How Many Serial Killers Does It Take To Ruin a Series?
This article is from the archive of The New York Sun before the launch of its new website in 2022. The Sun has neither altered nor updated such articles but will seek to correct any errors, mis-categorizations or other problems introduced during transfer.

How many serial killers can possibly be living within Los Angeles city limits? The producers of “The Inside,” television’s latest spin on the gruesome crime-investigation drama, seem to think there’s an unlimited supply; its elite group of FBI investigators have so many wacko killers to choose from that, at the weekly staff meeting of the Los Angeles Violent Crimes Unit, you have to really wow the boss with something truly gruesome, or he’ll pass off the case to the guys from “NUMB3RS”or “CSI.” This Fox show – debuting tomorrow night at 9 p.m. – thinks itself to be television’s version of “Silence of the Lambs,” but it’s not the lambs that are screaming anymore; it’s us, yelling, “Enough already!”
Do I really need to tell you that this gaggle of G-men and women are impossibly gorgeous and demographically correct? With the exception of craggy Peter Coyote as the supervisor, this corps of well-dressed and coiffed FBI agents look like sales clerks at Armani Exchange. The central character – a newly arrived agent named Rebecca Locke – is essentially a rip-off of the Clarice Starling character from the Thomas Harris novels about the pursuit of Hannibal Lecter; she’s gotten her job because she’d been abducted by criminals as a child, and flashes back to her trauma every 10 minutes or so. She’s also derived from the hotter-than-thou philosophy that pervades all Fox shows, to a fault. Rachel Nichols, the “actress” who plays agent Locke, looks about 19, and we don’t buy for a second that this bubbly blonde suffers from some weird connection to the criminal mind. This woman has nothing to be sad about, except that her new series might be canceled before she earns enough money to pay for her Porsche.

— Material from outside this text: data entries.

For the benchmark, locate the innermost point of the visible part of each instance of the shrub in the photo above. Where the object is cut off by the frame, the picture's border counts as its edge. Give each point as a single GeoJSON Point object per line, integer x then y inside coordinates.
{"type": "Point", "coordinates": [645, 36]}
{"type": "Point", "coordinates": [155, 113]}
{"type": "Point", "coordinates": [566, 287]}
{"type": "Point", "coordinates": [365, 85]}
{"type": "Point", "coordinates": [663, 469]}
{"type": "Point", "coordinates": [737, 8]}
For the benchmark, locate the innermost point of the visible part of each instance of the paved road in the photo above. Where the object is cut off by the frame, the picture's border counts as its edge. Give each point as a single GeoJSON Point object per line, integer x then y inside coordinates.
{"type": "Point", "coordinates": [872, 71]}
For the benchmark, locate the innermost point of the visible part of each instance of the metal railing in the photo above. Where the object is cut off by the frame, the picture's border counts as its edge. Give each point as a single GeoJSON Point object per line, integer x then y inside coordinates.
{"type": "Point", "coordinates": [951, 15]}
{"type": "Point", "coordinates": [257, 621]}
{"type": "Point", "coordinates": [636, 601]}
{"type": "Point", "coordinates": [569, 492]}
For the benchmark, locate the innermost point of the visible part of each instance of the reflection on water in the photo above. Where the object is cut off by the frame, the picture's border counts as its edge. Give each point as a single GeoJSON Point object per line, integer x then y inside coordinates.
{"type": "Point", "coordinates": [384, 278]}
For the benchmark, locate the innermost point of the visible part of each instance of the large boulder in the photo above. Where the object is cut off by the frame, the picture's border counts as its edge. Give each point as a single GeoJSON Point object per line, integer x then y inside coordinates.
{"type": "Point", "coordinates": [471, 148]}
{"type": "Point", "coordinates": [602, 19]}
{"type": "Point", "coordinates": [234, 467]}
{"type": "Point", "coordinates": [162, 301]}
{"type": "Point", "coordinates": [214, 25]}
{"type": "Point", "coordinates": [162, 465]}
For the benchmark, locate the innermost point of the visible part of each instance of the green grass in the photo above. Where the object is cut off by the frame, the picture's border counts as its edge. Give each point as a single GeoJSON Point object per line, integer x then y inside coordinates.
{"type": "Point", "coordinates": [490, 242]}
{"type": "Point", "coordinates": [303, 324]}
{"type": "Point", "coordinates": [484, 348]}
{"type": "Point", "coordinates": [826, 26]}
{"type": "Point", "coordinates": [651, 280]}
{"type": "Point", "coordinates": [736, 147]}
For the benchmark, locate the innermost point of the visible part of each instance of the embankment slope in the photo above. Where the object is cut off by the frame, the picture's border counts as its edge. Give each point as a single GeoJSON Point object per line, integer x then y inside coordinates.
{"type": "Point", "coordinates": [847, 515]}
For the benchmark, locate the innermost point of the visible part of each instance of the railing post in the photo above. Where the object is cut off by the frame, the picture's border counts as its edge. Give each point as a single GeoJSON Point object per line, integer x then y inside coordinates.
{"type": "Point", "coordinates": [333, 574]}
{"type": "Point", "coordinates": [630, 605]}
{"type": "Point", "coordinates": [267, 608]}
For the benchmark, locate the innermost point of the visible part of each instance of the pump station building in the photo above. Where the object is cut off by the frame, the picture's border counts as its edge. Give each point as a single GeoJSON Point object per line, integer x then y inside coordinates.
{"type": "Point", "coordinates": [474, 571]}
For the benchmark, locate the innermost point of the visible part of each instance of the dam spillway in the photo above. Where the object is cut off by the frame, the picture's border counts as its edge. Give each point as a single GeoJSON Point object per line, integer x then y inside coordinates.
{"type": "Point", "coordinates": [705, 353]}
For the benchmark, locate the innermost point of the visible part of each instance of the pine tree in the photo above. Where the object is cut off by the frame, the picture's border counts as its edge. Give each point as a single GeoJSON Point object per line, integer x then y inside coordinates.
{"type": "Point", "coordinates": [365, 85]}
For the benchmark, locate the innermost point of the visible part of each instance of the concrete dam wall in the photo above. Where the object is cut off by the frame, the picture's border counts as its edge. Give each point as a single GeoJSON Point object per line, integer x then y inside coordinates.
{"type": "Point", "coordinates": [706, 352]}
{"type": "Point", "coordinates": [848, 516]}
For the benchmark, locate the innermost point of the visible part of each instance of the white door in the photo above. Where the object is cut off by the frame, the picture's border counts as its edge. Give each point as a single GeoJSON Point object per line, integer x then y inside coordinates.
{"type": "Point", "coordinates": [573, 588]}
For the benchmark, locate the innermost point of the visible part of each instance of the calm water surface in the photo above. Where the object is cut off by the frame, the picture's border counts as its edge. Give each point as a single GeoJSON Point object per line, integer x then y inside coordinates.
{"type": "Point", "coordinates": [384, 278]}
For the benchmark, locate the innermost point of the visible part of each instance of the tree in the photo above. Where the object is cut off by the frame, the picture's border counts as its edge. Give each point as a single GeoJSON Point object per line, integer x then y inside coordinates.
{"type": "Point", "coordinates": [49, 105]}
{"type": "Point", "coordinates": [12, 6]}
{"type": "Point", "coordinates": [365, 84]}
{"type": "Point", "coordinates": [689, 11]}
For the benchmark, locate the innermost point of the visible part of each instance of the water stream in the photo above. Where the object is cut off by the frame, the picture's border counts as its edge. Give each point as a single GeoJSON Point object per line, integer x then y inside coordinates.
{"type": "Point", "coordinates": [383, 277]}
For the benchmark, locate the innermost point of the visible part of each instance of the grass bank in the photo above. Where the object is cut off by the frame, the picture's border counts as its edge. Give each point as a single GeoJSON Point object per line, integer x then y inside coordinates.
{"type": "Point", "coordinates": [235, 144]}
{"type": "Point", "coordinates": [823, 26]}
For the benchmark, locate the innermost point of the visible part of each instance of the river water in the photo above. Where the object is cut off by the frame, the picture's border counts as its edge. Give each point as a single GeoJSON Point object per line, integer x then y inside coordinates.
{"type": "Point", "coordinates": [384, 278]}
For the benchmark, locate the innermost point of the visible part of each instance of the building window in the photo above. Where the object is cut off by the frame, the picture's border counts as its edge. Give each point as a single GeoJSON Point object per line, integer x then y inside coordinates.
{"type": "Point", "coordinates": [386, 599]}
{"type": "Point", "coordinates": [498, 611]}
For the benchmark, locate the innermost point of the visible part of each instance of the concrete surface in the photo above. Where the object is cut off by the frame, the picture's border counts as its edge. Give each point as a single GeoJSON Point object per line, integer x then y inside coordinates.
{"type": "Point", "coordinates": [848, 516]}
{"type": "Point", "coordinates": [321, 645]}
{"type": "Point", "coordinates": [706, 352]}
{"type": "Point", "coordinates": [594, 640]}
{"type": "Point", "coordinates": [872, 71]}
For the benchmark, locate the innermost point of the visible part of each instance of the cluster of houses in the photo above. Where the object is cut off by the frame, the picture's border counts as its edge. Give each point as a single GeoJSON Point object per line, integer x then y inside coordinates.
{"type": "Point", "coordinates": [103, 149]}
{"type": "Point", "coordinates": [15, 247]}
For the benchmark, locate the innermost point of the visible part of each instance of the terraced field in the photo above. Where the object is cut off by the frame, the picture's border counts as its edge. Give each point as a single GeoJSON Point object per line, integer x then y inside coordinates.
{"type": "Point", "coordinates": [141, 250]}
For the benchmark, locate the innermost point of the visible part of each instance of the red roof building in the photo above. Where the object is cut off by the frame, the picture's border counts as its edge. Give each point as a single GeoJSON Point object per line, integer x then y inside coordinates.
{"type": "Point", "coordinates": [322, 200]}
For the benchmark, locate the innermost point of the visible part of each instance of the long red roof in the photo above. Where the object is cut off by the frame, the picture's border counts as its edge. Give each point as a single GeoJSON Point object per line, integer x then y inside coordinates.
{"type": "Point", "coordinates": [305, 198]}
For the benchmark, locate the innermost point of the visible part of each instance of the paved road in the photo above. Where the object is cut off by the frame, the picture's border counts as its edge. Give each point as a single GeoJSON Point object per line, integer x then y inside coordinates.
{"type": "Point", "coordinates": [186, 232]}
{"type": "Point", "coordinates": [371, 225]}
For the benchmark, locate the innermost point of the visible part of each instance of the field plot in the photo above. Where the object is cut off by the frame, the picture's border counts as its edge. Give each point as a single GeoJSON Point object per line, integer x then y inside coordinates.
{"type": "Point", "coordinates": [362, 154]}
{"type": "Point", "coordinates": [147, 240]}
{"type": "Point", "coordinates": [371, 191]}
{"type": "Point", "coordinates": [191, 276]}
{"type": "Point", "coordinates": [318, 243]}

Lately the networks have started providing critics with multiple episodes of their new series to watch, presumably hoping that we’ll appreciate these shows better if we see where they’re headed. However, the strategy can backfire if – as in the case of “The Inside” – the show’s going nowhere. It’s a bit of a surprise, given the fact that the creative team behind it includes Imagine Television and writers from “The X Files” and “24.” Creators Howard Gordon and Tim Minear show none of their previous flair for the original and macabre in this glut of stale television staples. This show offers such tired crime-show character re-treads as the savvy computer technician, the handsome hothead, and the neurotic psychologist. And Virgil “Web” Webster – the supervisory special agent played by Mr. Coyote – derives his character from every overbearing, my-way-or-the-highway boss you’ve ever seen on television. The sleepy-eyed Mr. Coyote deserves better, and so do we.
This series almost seems to go backward in time; the beats of the show’s plots in the first three episodes seem achingly familiar to anyone who follows crime drama with any regularity. Even the grisly crime-scene shockers don’t shock anymore – characters routinely get their faces cut off, their limbs severed, and their eye sockets eaten out by bugs. (The recent “CSI” season finale directed by Quentin Tarantino, about a cop buried alive and being eaten by fire ants, pushed the envelope of disgust much further than anything on display here.) In Episode One – when a supposed serial killer is arrested, and Special Agent Locke leaves the crime scene, with the cameras following her. Is there a soul out there who doesn’t think the real killer remains at large, and likely to pounce at any second? Come on, guys – we didn’t just buy our television sets. Episode Two was moderately more interesting; it included a fun performance by 1980s heartthrob Hart Bochner as a creepy sex fiend in a mask. In Episode Three, the killer turns out to be – surprise! – a loner who works for the post office. I swear, I’m not making this stuff up. And neither, as it turns out, are the writers of “The Inside.”
***
If CNN is looking to spruce up its ratings, maybe it should consider filming a reality show set behind the scenes of its back-to-back prime-time news shows “Paula Zahn Now” and “Anderson Cooper 360” – in which the shows’ two newly appointed producers, Victor Neufeld and David Doss, take their long-simmering rivalry public and give us a show to rival “Broadcast News” in its dramatic punch. Interestingly, CNN chief Jonathan Klein has appointed two men who worked long enough together at ABC News to develop – according to colleagues – a long-standing and deep-seated animosity toward each other. Mr. Doss was forced out of ABC last year after failing to deliver ratings success as executive producer at “Primetime Live”; Mr. Neufeld left his post as executive producer of “20/20” for the unenviable task of breathing life into “CBS This Morning,” the diva-less CBS morning show that only Leslie Moonves could love. Now Mr. Klein has put these two archrivals in charge of bolstering the lagging ratings of its prime-time offerings. How long before he realizes what a great hour-long drama he has created, and sells the Neufeld-Doss debacle to HBO as a series? As they like to say in the television news business, only time will tell.